Obligar a alguien a leer por obligación social es contraproducente; el verdadero valor surge de la pasión genuina, no de la imposición. Existen personas excepcionalmente brillantes que no cultivan la lectura como pasatiempo principal. Su conocimiento proviene de experiencias vitales, conversaciones profundas, documentales, podcasts, interacciones reales con el mundo, lo que sea… Lo contrario —fingir erudición— es una pose intelectual. Y no me van a convencer de lo contrario. Abundan quienes simulan ser gente super culta por devorar libros de autoayuda o novelas cursis pésimamente escritas. De hecho, la industria de la autoayuda, que mueve miles de millones de dólares anuales, ilustra este punto: la gente consume volúmenes masivos de consejos sobre superación personal, motivación y crecimiento emocional, pero rara vez aplican lo aprendido. Sin acción, el conocimiento se diluye, se convierte en un mero adorno, un cúmulo de ideas inertes que no generan transformación real. Leer puede expandir el horizonte intelectual, pero no asegura un cambio de conducta tangible.
Varios autores y pensadores han sostenido que la lectura es una práctica subjetiva, dependiente de la interpretación y aplicación individual, y no un atajo infalible hacia la virtud. De hecho, la historia está llena de ejemplos donde la lectura no solo falló en elevar moralmente a individuos, sino que incluso alimentó su perversidad. Cuanto mayor era su biblioteca, peor se comportaban. Consideremos, por ejemplo, a Adolf Hitler, cuya biblioteca albergaba miles de volúmenes, desde las complejas filosofías de Nietzsche y Schopenhauer hasta tratados históricos. De manera similar, Josef Stalin, un hombre que podía consumir hasta 500 páginas diarias, acumuló una colección impresionante de textos sobre historia, filosofía y marxismo.

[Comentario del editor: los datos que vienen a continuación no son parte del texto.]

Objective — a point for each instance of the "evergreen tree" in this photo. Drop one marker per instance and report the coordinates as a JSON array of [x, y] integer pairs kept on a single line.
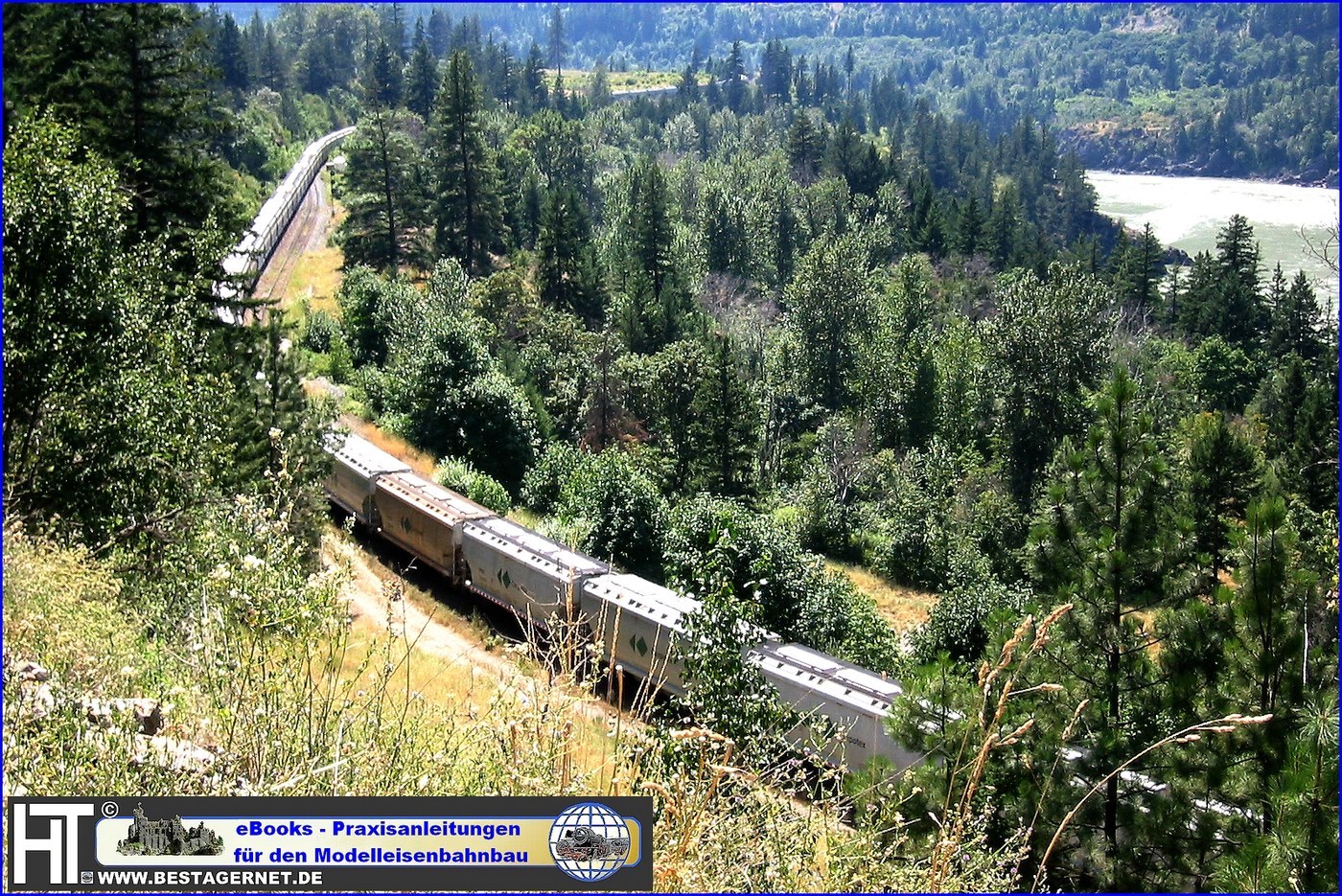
[[534, 94], [567, 277], [1223, 472], [725, 425], [388, 197], [829, 306], [734, 74], [385, 78], [599, 97], [802, 149], [231, 51], [134, 78], [422, 80], [559, 44], [470, 212], [1295, 321], [1098, 544]]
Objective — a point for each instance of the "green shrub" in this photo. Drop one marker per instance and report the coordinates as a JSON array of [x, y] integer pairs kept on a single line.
[[459, 475], [319, 332], [544, 482]]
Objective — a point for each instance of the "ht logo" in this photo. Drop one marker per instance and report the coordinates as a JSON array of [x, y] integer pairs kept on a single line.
[[62, 839]]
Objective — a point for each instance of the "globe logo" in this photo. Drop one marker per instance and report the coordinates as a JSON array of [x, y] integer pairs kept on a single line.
[[590, 841]]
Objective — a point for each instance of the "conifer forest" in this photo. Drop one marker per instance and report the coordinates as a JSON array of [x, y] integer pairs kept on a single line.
[[805, 310]]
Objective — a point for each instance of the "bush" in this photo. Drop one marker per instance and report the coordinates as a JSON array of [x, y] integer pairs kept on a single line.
[[319, 332], [961, 623], [623, 507], [459, 475], [544, 482], [781, 586]]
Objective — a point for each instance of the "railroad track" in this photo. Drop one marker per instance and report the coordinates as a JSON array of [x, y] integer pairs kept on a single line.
[[308, 227]]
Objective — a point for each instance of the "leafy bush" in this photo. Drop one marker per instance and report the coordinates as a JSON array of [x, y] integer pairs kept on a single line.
[[459, 475], [781, 586], [961, 623], [319, 332], [545, 479], [624, 510]]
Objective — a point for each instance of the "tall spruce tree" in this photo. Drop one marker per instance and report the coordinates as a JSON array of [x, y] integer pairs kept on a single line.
[[470, 212], [388, 197], [725, 425], [134, 78], [422, 80], [567, 275], [1097, 543]]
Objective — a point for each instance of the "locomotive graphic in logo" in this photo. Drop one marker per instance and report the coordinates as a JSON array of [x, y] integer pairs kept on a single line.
[[168, 838], [590, 841]]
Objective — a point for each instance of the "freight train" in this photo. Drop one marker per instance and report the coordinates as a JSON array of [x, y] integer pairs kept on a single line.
[[243, 265], [631, 621]]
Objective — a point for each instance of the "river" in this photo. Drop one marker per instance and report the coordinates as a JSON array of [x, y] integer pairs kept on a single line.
[[1187, 212]]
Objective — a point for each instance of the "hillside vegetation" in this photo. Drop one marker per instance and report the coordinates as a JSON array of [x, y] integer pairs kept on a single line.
[[801, 338]]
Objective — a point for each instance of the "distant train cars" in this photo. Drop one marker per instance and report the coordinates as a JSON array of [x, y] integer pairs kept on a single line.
[[248, 258], [635, 623]]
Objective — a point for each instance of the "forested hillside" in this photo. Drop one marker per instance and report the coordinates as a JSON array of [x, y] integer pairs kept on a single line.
[[812, 305], [1244, 90]]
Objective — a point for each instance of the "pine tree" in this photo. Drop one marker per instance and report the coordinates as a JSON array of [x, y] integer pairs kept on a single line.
[[829, 306], [422, 80], [384, 78], [388, 194], [734, 74], [1295, 319], [470, 212], [1097, 544], [567, 277], [1268, 640], [725, 425], [134, 78], [559, 46], [1223, 472], [802, 149]]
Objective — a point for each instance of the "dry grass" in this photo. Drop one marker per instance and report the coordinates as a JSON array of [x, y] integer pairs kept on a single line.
[[420, 462], [902, 607], [318, 274], [317, 277]]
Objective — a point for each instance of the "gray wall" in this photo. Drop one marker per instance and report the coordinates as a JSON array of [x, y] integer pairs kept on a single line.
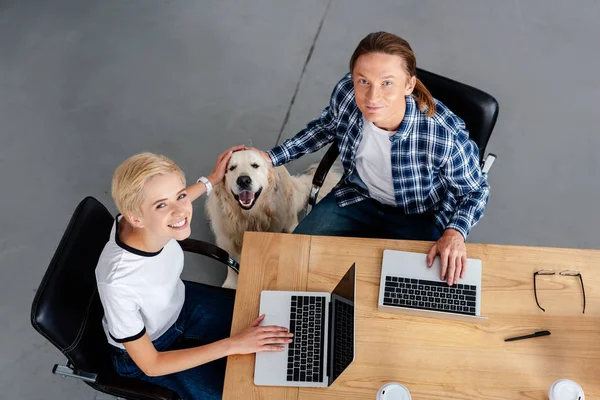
[[83, 85]]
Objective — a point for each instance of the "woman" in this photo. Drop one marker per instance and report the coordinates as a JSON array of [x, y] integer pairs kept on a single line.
[[410, 169]]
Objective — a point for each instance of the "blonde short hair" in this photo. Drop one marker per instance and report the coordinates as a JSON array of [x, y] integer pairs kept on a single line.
[[131, 177]]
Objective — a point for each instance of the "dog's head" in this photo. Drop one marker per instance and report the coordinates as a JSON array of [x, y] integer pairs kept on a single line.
[[246, 177]]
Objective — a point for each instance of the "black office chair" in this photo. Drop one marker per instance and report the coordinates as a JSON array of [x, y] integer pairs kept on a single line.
[[67, 311], [478, 109]]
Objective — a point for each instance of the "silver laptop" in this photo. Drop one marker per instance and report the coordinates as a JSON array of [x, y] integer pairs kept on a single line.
[[323, 343], [408, 286]]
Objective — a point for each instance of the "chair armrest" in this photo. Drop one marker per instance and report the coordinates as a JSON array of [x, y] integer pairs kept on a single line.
[[209, 250], [321, 173], [487, 163], [325, 165]]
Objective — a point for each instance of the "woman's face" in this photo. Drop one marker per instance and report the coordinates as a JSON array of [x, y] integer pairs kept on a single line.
[[380, 86]]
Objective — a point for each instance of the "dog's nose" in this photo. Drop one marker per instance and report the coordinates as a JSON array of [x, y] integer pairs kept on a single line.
[[244, 181]]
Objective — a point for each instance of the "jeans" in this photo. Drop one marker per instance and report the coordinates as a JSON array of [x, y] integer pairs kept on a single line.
[[369, 219], [205, 318]]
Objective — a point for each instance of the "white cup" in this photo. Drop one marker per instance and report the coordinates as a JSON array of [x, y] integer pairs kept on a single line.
[[393, 391], [565, 389]]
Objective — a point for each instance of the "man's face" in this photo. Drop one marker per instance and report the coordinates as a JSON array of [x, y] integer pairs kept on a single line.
[[166, 211], [380, 87]]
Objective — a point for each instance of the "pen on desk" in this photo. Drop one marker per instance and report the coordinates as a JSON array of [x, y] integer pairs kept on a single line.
[[537, 334]]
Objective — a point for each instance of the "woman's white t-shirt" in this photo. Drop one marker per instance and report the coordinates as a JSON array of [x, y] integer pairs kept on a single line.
[[374, 163], [141, 292]]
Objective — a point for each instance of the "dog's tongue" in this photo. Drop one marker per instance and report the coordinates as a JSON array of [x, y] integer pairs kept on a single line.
[[246, 196]]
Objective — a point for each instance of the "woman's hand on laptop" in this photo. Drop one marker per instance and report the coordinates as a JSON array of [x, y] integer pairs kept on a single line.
[[260, 338], [453, 256]]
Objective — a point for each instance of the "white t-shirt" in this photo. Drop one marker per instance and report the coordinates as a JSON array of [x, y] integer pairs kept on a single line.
[[374, 163], [141, 292]]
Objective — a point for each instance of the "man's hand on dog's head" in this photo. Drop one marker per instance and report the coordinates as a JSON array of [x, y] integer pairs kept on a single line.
[[264, 155]]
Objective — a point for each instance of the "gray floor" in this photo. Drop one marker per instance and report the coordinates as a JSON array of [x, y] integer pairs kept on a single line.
[[83, 85]]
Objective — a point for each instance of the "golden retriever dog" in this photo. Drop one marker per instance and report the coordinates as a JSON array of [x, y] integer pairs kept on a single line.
[[254, 196]]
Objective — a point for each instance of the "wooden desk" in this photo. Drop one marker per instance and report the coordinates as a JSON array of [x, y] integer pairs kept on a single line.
[[435, 359]]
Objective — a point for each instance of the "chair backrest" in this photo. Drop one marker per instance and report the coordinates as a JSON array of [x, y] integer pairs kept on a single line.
[[66, 309], [478, 109]]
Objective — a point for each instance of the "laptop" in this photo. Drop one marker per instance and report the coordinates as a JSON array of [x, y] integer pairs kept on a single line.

Mao Zedong, otro lector apasionado, se sumergía en los clásicos chinos y en la poesía. Ted Kaczynski, conocido como Unabomber, es otro ejemplo inquietante. Con un doctorado en matemáticas, era un lector obsesivo de filosofía y ciencias. Su manifiesto, La sociedad industrial y su futuro, reflejaba un conocimiento profundo de sus influencias literarias, pero estas no lo humanizaron; más bien, alimentaron una visión apocalíptica que justificó atentados terroristas. Incluso Mark David Chapman, el asesino de John Lennon, encontró en la literatura un catalizador para su desequilibrio. Su obsesión con El Guardián entre el Centeno de J.D. Salinger lo llevó a identificarse de manera patológica con el protagonista. Llevaba una copia del libro el día del crimen, con notas garabateadas que revelaban su perturbación. Lejos de salvarlo, la novela se convirtió en un espejo de su delirio homicida.
Estos ejemplos subrayan una verdad incómoda: la lectura, por sí sola, no forja personas íntegras. Puede informar, ilustrar, inspirar o incluso corromper, dependiendo del lector. María Pombo nos invita a reconocer que no todos están destinados a pasar horas inmersos en las páginas de un libro. En esencia, no solo tiene razón, sino que representa una voz revolucionaria en un mundo saturado de farsantes pretenciosos e insufribles. La mayoría de sus críticos actúan impulsados por envidia, arrogancia y crueldad —tiene cierta gracia que estas bajezas provengan de quienes predican que la lectura eleva el espíritu. Al final, María Pombo ha sido sincera, una cualidad que vale más que mil libros.